Nanohyla hongiaoensis

Scientific classification
- Kingdom: Animalia
- Phylum: Chordata
- Class: Amphibia
- Order: Anura
- Family: Microhylidae
- Genus: Nanohyla
- Species: N. hongiaoensis
- Binomial name: Nanohyla hongiaoensis (Hoang, Nguyen, Luong, Nguyen, Orlov, Chen, Wang & Jiang, 2020)
- Synonyms: Microhyla hongiaoensis Hoang, Nguyen, Luong, Nguyen, Orlov, Chen, Wang & Jiang, 2020;

= Nanohyla hongiaoensis =

- Genus: Nanohyla
- Species: hongiaoensis
- Authority: (Hoang, Nguyen, Luong, Nguyen, Orlov, Chen, Wang & Jiang, 2020)
- Synonyms: Microhyla hongiaoensis Hoang, Nguyen, Luong, Nguyen, Orlov, Chen, Wang & Jiang, 2020

Species of frog

Nanohyla hongiaoensis is a species of frog in the family Microhylidae. It is also known as the Hongiao narrow-mouth frog. It is only known from Bidoup Nui Ba National Park in Lam Dong Province, Vietnam. Little is known about the species or its distribution and so it is likely to be rated data deficient by the IUCN Red List.
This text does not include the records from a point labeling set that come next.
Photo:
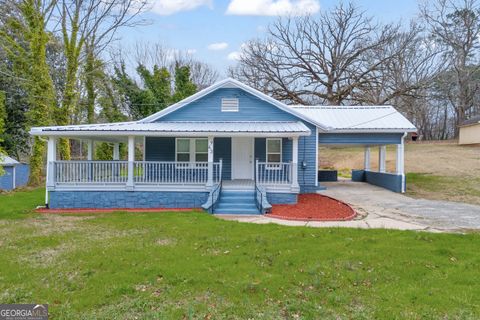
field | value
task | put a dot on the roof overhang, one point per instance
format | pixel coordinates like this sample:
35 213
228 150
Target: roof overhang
115 131
358 119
Nanohyla hongiaoensis is superficially similar to N. pulchella, but N. hongiaoensis is smaller and has differences in coloration.

== Taxonomy ==
Nanohyla hongiaoensis was originally described as Microhyla hongiaoensis, but a 2021 study using morphological and phylogenetic evidence moved nine species (including N. hongiaoensis) to a new genus, Nanohyla.

Both the Hongiao narrow-mouth frog and its scientific specific epithet, hongiaoensis, are named for the type locality of the species, the Hon Giao forest in Bidoup Nui Ba National Park.